Hem kitsunesine hem de Ayanaya demiş gibiydi sanki. Kan taşı bilekliğinin zarif hareketi koltuğunu işaret ederken tekrardan geldiği yöne Ayananın takip edebileceği bir hızda adımlamaya başlamıştı.
Genç vampir üzerinde ince şarap kırmızısı bir kolsuz üstle duruyordu. Ayana yeşil karanlığa arkasından adım attığında uzundur bulunduğu kısımda çalıştığını fark etmişti. Odasının dikkat çekiciliğinden ve pek tabi evcil yırtıcıdan uzaklaştığı için seviniyordu.
"Üzgünüm anahtarlara hala alışmış değilim."
Ellerini koyacak bir yer bulamamak bu durumlar içindi galiba, karşısında ki delikanlı normal bir sihri-büyü çocuğunun geçirmesi gereken ergenlik aşamalarından muaf tutulmuş gibiydi. Kolları düzgün ve orantılı bir beslenmeye sahip olduğunu niteler şekilde kalıplıydı cılız değildi. Ve eller; tuttuğu malzeme odun değil de köpükmüş gibi kolayca kırılma ve ayrılma sesleri çıkartarak parçalıyordu.
"Yetişkin değilim ama kuvvetli olmam gerek,"
"Vampir olarak var olmak, tevazusu olmayan bir güçtür."
Kitabın o bölümünü neredeyse yutmuş olabilirdi. Nerede ne yapacağını kestirebilmek ve savunmasız hissetmemek için.
"Ayana,"
"Efendim?"
Kayışında gezen elini tuttuğunda hızla kafasını yukarı kaldırmıştı Ayana. Bugün olağan üstü hızını kullanmaya bayılıyordu anlaşılan.
"...oldukça geç olacak ama iyi olduğuna sevindim."
Buna verecek cevabı yoktu. Bazen öyle inanılmaz şeyler yapıyordu ki! Kendisini bu gibi durumlarda buluyordu.
Portal nişanından kalan bir ize sahipti Ayana, yıldız nişanı. Yarası kusursuz ince ten rengine sahip sekiz köşeli parlayan bir yıldız izine dönüşmüştü. Ardından bölüm lideri Bayan Dopamin ile bir görüşme gerçekleşmiş hemen ardından Müdür Hufgo ile kayıtlı bir portalla sahip olduğuna dair evrak işlerini halletmişti. Annesi ve Ağabeysi ile uzun soluklu bir sohbet gerçekleştirmiş ve Tüm bu olayların en başında sahip oldukları ailevi bağları tekrardan onarmışlardı. Bulunduğu dünyada yaşamaya başladıkça, ilerledikçe eski kaygı bozukluğu stresi ve saplantılı baba sevgisi daha az nükseder olmuştu. Belki de zaten en başından olması gereken dünyaya döndüğü içindi bu küçük onarımlar, bilemiyordu Ayana. Tek bildiği tüm bu yeni şeylerin ve eskinin izinin solması onu uyuklayan bir tehlikeye sürüklemekten geri kalmıyordu. Yaklaşan fırtına bulutlarını sezinliyordu. Bir şeyler huzursuzdu her tarafta da.
Babasını bulma isteği her zamankinden baskındı, Akademide durdurulamayan yaksı gizemi veya salgının nedenini bilmeliydi.
Yine de taburcu olduğundan beri küçük gurubuyla tüm bunların dışından bir şeye odaklanmışlardı. Yulede açıklanacak kehanet ve kurucu yüzükleri.

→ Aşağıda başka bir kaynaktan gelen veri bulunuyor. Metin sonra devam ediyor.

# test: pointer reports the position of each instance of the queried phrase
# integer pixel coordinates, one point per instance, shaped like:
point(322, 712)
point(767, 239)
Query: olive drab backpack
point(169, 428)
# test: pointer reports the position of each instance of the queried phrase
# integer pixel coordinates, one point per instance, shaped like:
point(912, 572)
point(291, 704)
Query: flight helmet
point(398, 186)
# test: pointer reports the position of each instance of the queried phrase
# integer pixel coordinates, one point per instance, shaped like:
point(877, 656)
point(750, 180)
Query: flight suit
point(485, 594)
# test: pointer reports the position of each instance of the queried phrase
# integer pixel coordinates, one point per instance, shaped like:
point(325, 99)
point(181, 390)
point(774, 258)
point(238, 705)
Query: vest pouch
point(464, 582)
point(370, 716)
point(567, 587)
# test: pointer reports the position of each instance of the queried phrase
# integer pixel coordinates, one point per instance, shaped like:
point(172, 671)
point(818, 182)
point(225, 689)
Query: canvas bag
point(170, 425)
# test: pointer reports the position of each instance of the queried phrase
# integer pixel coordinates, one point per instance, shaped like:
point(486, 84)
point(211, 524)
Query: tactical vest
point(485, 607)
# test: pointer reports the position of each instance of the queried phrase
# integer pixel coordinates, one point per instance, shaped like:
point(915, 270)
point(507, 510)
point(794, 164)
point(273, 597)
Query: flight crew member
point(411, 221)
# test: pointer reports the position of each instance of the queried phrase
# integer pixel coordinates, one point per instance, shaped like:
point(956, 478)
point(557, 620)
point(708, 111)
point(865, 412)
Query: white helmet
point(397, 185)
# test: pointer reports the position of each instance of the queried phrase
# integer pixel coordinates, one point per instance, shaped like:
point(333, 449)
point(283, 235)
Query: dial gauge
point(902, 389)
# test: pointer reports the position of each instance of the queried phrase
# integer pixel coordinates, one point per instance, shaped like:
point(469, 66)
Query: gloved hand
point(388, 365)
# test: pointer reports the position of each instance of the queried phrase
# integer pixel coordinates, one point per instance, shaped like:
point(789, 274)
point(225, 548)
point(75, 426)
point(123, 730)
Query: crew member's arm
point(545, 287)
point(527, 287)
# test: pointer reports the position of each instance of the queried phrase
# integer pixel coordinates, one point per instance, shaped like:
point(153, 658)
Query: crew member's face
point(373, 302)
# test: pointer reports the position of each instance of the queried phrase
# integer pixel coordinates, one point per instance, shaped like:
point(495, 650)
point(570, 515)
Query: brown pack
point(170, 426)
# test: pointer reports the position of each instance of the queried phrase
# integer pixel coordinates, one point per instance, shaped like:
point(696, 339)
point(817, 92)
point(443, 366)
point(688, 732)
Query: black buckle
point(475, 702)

Ayana, yaklaşık iki aydır sihri-büyü akademik başarısı için durdurak bilmeden canını dişine takarak çalışmıştı. Üstüne çektiği birden fazla denetleyici göz her an üzerindeyken başka bir odağı da olamamıştı açıkçası. Savunma dersleri için sürekli Lupus ile zaman geçirmiş disiplin binasında da Guzman ve abisi ile ana iki ders üzerinde saatler süren çizimler ve ezberler yapmış. Kızlarla beraber sesleri detone olasıya kadar ezgi ve kahkaha çalışmış tarih sınavları için uygulamalı kolezyumlar ve ödevler hazırlamış sözlü ve yazılı olarak olabilecek en yüksek notu almaya çalışmıştı. Herhangi bir dersten tekrara kalmayacağını umuyordu. Bunun için çalışan onca koçu olmuştu. İşte şu an karşısında olan genç tüm bunlarla zaman geçirirken bazı anlarda konuşmadan veya mimik belli etmeden idare etmeye çabalarken tam olarak istediğini koşulsuz vermişti.
Yine aynısını yapıyordu.
"Avcuna kıymık batmamış olması inanılmaz!"
Tutuşan ellerini avcunu açık tutacak şekilde çevirivermişti. Soğuk ellerini artık Ayanaya dokundurmaktan çekinmiyordu o yüzden geri çekilip tekrardan işine dönen çocuğu yargılamadı Ayana. İyice uzamış olan saçları ensesinde siyah bir tokayla toplanmış olsa da kısa kalan ön uçlar her hareketiyle önüne düşüyordu.
"Birkaçını da ben alayım,"
İtiraz etmeden düzgünce bölünen odunları ocak başları Kıvılcım için koluna toplamıştı ama tabiki fantastik vampir gücü ile o, daha fazlasını düzgünce istiflediği taşıma tahtasını rahatça sırtına almış ve kendisinin yavaş adımlarını geçmişti. Belinden gelen mavi yansımalı titreşim de oflayarak durmasını sağlamıştı.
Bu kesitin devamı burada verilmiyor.